The driving forces for cloud adoption at IHG are
- OpEx model – IHG is an asset light, franchise model business and prefer to “pay as they go”
- elasticity – the hotel business has volatile usage demands (e.g. large public events, natural disasters)
- Speed of Light – IHG operators globally, and cloud services allow them to use computing resources closer to end users without having to acquire data center space across the world
- Speed to market – faster provisioning is critical for innovation
IHG took 4 years to prepare their organization (people, finances, processes, software) for cloud computing. They restrict their use of cloud computing to infrastructure as a service (OS and up is IHG’s concern), and moved non-production environments – development, Q/A, integration – to the public cloud first. Like Eli Lilly, IHG is also running an internal private cloud. IHG’s inner cloud is not needed for technical reasons, but due to the lack of SLAs from cloud providers, perceived data risks, PCI compliance ambiguity, organizational maturity, and funding model differences. Running an inner cloud also enables IHG to collect more detailed metrics on cloud usage. Data sensitivity drives the choice of where IHG’s data lives – regular internal systems, internal cloud, public cloud.
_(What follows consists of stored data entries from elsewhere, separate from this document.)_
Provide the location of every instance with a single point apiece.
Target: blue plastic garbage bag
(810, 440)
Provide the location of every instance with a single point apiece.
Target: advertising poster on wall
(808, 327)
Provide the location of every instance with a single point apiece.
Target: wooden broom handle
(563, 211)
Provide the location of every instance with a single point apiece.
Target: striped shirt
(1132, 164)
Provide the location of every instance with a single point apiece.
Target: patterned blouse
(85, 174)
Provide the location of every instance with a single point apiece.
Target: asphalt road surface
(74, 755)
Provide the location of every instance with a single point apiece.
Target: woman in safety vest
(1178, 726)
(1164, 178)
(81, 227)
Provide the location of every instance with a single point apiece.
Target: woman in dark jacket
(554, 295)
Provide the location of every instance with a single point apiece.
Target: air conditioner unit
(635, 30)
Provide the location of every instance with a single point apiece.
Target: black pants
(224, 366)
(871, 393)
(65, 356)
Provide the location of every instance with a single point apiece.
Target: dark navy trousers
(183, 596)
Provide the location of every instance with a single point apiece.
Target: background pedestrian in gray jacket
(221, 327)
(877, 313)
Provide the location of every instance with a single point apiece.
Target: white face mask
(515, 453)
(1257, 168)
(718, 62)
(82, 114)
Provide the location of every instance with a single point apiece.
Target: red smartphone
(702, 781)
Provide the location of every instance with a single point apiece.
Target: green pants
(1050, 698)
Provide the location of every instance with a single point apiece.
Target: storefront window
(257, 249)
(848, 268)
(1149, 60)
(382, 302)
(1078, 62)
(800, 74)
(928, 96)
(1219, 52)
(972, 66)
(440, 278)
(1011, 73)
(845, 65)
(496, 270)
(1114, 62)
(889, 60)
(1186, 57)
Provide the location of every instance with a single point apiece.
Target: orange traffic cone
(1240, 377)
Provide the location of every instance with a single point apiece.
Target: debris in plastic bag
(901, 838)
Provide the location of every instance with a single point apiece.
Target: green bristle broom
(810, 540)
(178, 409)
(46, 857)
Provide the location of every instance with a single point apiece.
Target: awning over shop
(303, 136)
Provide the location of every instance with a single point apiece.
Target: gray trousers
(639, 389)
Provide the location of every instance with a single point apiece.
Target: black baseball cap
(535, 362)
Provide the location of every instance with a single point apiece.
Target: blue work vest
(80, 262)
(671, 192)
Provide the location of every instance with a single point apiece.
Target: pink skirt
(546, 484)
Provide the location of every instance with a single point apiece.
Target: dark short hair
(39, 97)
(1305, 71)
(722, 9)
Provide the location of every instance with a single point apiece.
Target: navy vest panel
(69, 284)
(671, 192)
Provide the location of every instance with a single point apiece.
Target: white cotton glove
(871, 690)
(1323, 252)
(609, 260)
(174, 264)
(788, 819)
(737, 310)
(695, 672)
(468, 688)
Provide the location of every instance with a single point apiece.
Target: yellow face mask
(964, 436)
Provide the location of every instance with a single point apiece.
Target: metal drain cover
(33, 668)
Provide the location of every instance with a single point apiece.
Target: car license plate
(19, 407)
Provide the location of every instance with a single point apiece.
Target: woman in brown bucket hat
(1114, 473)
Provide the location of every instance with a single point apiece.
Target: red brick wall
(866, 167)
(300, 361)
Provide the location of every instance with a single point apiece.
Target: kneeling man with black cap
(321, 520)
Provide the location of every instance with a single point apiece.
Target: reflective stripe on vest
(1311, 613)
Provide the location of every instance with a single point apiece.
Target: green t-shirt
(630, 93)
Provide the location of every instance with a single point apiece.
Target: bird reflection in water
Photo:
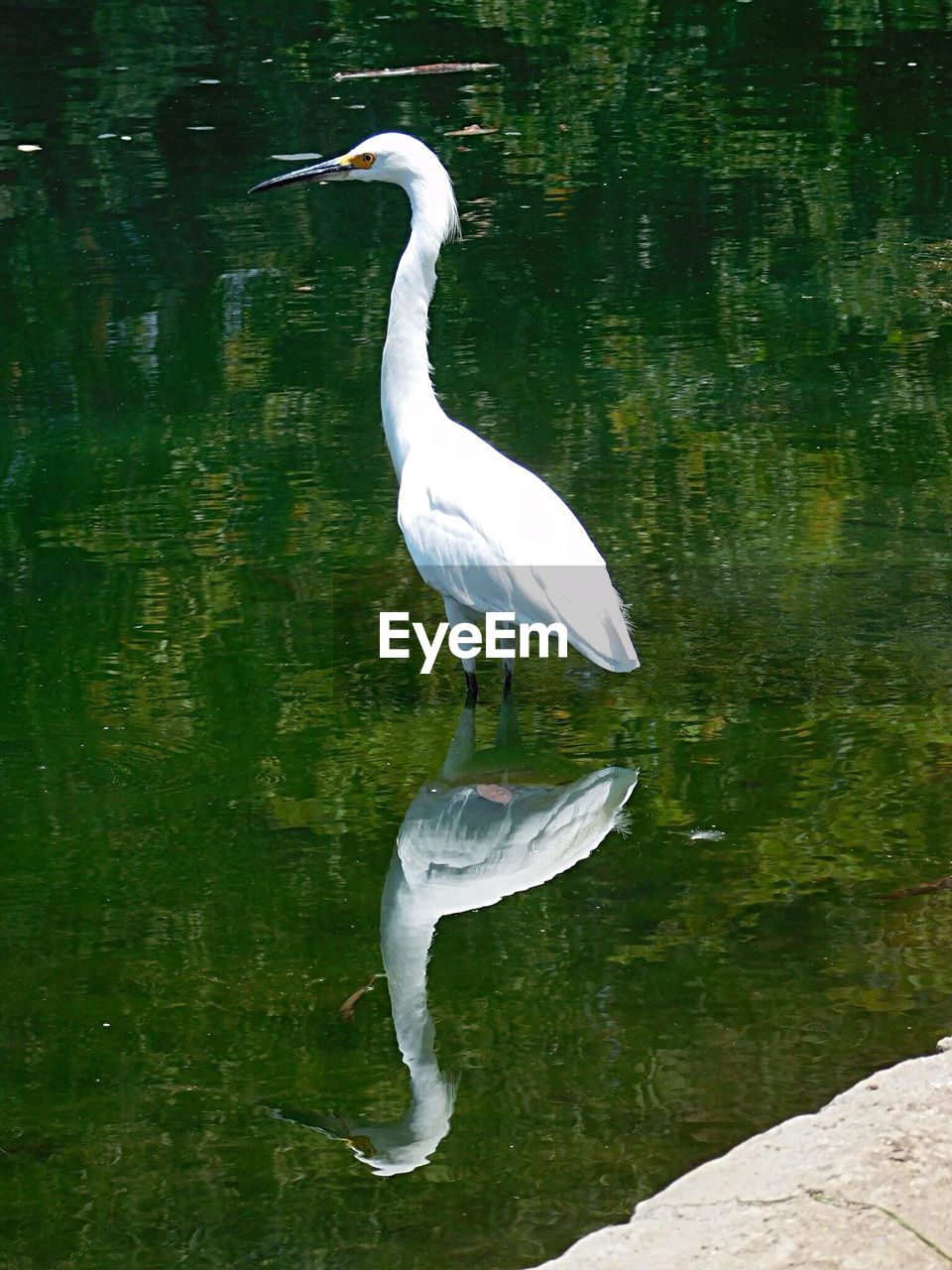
(492, 825)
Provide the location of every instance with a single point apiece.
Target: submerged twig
(428, 68)
(921, 888)
(347, 1010)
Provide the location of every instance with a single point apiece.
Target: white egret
(484, 531)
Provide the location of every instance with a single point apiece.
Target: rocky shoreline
(865, 1184)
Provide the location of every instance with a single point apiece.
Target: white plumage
(485, 532)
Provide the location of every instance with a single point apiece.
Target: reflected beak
(331, 169)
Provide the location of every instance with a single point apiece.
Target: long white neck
(408, 402)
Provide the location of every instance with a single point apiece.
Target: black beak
(331, 169)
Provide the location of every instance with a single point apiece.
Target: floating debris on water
(471, 130)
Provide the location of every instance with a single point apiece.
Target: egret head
(395, 158)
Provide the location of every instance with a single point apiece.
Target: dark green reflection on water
(703, 291)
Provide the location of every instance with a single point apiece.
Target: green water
(706, 291)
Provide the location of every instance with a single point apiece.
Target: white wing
(497, 539)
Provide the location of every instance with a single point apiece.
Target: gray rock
(866, 1184)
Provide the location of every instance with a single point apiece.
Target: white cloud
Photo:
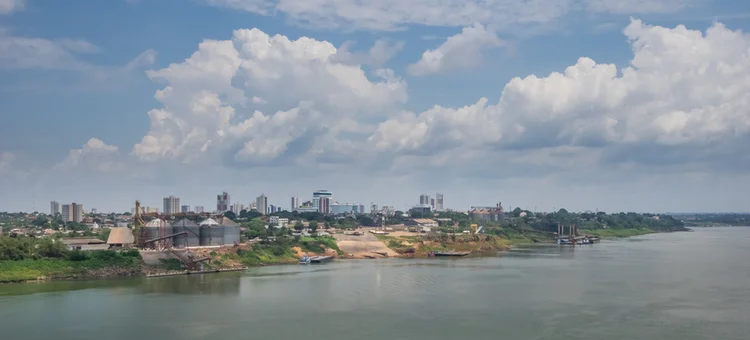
(23, 53)
(380, 52)
(394, 14)
(94, 155)
(683, 89)
(309, 98)
(10, 6)
(463, 50)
Vendor Presentation – Salesforce.com
While Salesforce.com is best known for providing CRM Software as a Service, it also provides Force.com – a Platform as a Service based on the same infrastructure used for the CRM service, that companies can use to develop their own applications, leveraging the platform’s database, web services api, workflow engine, page layout editor, reporting, analytics and multi-language, multi-device features.
According to Peter Coffee, Director of Platform Research for Salesforce.com, the industry is moving to an ideal “0, 1, ∞” model:
- 0 infrastructure capital commitment, acquisition cost, adoption cost, support cost
- 1 coherent and resilient environment – not a brittle “software stack”
- ∞ scalability in response to changing need, integratability / interoperability with legacy assets and other services, customizability / programmability from data , through logic, up into the UI without compromising robust multi-tenancy
While the ∞ advantages are mostly true (other than where the “other services” are competitors of the platform provider), the other advantages are not all correct at this time (or perhaps ever) – there are always going to be acquisition and adoption costs as IT shifts to a new platform, cloud or otherwise, and needs to re-train existing staff or hire new staff, and migrate data out of the old platform and into the new platform. The single “coherent and resilient environment” requires a commitment to that platform, which may not always be possible or desirable.
Roundtable
Some highlights from the Cloud roundtable:
- Cloud is compelling if you’re out of power and space, rather than colocation or building a new data center
- Prices will go down, but there will be bumps along the way when cloud providers need to build more capacity
- When EBS space is released, Amazon will eventually re-assign the blocks, but don’t currently wipe them
Service Level Agreements
Concerns about cloud provider SLAs (or the lack thereof) were raised in most of the question and answer sessions. Peter Coffee from Salesforce countered one questioner by pointing out that most SLAs just result in you not being charged for downtime… which doesn’t help your business; IHG has stricter SLAs with some hosting providers which reimburses lost revenue… but I still don’t think that helps the business either, since users will go somewhere else to complete their request. Generally, the solution is better architecture – using multiple availability zones for EC2, or even multiple cloud providers.